Will laid aside his lute and rose to his feet. He bowed. “Mistress Walsingham, Will Creighton at your service. It is an honor to make your acquaintance. You are perhaps connected to Sir Francis?”
A suspiciously conspiratorial gleam was in his eye as he asked this, and she had to conceal her own answering amusement as she played along. “Sir Francis Walsingham is my cous
in, sir.” Her family credentials were now established for the company. The gentlemen of the group had risen and greeted her with murmured introductions and courteous bows. The ladies remained on the grass, but they smiled with a friendly warmth that was a welcome contrast to the frigid greetings of the maids of honor and ladies of the bedchamber in the queen’s apartments.

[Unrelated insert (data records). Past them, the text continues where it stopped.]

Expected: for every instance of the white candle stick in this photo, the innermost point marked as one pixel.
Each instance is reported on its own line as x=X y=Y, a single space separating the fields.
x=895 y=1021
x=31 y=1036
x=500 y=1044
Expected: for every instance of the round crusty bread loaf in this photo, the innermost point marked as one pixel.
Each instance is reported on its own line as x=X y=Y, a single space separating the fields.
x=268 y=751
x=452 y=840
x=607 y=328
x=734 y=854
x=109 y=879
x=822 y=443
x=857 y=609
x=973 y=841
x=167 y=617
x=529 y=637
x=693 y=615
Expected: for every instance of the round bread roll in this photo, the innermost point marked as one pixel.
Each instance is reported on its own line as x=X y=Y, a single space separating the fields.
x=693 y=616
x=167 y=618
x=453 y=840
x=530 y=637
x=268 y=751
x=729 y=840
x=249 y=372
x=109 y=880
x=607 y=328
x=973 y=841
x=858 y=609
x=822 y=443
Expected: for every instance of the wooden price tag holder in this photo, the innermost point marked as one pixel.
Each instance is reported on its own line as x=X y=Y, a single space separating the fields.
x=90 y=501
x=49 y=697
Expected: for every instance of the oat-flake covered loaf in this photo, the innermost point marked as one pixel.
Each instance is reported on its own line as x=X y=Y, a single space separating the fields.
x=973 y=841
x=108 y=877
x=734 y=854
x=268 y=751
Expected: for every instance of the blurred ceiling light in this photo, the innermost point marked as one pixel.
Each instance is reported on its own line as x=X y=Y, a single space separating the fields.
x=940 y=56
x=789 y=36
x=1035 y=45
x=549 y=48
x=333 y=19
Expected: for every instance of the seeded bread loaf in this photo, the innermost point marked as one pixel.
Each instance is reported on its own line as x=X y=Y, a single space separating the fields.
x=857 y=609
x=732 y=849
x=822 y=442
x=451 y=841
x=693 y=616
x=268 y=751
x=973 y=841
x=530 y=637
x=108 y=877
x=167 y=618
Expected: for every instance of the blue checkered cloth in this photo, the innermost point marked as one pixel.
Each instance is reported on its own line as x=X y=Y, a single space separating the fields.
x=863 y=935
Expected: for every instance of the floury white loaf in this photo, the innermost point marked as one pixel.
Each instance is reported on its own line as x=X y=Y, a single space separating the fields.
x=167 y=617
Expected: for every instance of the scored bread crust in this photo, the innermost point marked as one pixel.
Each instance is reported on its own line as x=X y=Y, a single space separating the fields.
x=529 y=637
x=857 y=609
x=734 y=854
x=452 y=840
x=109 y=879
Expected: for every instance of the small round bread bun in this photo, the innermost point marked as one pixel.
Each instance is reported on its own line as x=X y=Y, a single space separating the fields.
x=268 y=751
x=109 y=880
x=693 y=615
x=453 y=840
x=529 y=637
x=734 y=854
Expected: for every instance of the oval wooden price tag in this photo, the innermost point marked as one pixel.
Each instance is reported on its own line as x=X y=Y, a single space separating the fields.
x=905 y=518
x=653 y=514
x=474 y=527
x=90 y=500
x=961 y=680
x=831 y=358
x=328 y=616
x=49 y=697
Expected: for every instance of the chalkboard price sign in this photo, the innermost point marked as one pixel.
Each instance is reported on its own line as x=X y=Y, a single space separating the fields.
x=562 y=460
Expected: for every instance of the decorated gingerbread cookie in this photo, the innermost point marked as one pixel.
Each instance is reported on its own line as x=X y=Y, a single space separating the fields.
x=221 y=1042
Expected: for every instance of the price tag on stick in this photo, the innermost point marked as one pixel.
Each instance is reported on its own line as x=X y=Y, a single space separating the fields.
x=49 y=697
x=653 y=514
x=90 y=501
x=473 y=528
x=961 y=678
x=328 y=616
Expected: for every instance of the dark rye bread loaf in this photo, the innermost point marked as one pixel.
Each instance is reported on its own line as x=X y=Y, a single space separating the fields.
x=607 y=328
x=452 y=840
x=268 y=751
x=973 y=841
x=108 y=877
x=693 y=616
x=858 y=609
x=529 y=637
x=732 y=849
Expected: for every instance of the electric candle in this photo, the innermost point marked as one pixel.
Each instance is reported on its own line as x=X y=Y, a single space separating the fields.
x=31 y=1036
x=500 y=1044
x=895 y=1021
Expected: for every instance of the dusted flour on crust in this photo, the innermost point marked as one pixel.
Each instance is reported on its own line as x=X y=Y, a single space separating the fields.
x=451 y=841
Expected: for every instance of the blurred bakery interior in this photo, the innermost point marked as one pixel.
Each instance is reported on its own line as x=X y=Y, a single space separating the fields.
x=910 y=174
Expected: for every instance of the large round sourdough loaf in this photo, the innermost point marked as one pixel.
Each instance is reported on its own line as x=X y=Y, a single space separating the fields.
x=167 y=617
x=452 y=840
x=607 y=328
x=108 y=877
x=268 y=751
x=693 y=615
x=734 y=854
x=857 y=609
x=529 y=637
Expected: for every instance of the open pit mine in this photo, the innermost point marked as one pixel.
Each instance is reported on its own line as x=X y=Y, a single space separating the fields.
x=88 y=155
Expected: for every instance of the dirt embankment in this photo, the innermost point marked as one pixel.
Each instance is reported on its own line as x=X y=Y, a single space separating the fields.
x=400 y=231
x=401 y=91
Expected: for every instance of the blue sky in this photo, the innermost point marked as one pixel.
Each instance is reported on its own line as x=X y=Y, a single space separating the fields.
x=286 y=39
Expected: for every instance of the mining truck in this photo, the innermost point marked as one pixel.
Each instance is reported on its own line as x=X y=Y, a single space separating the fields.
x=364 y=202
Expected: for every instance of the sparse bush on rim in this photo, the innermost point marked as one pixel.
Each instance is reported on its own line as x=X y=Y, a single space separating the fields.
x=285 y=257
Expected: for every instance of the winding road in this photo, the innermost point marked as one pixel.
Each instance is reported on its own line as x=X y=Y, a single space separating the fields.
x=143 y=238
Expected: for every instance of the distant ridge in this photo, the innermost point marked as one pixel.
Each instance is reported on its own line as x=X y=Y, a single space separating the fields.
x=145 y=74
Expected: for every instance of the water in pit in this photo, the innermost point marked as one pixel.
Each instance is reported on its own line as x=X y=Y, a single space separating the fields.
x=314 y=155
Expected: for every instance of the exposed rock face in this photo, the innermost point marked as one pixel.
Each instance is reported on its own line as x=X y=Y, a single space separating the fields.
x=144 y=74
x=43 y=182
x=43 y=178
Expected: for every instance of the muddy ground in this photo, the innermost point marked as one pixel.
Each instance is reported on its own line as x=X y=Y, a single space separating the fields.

A striking woman with dark hair and eyes such a deep blue as to be almost purple said, “You are most welcome, Mistress Walsingham. A new face is always a pleasure. Pray sit down here.” She patted the rug beside her.
Rosamund sat down in a graceful swirl of skirts, surprised at how easy a maneuver it was to accomplish even with a farthingale. Joan followed suit, dabbing self-consciously at her damp freckles with a scrap of lace handkerchief.
Will indicated his lute. “I am engaged in composing a most melancholy love song to a pair of very fine eyes.”
Laughter rippled around the group and one of the ladies blushed faintly. A basket of cherries was passed around and Will Creighton plucked his lute and continued with his composition.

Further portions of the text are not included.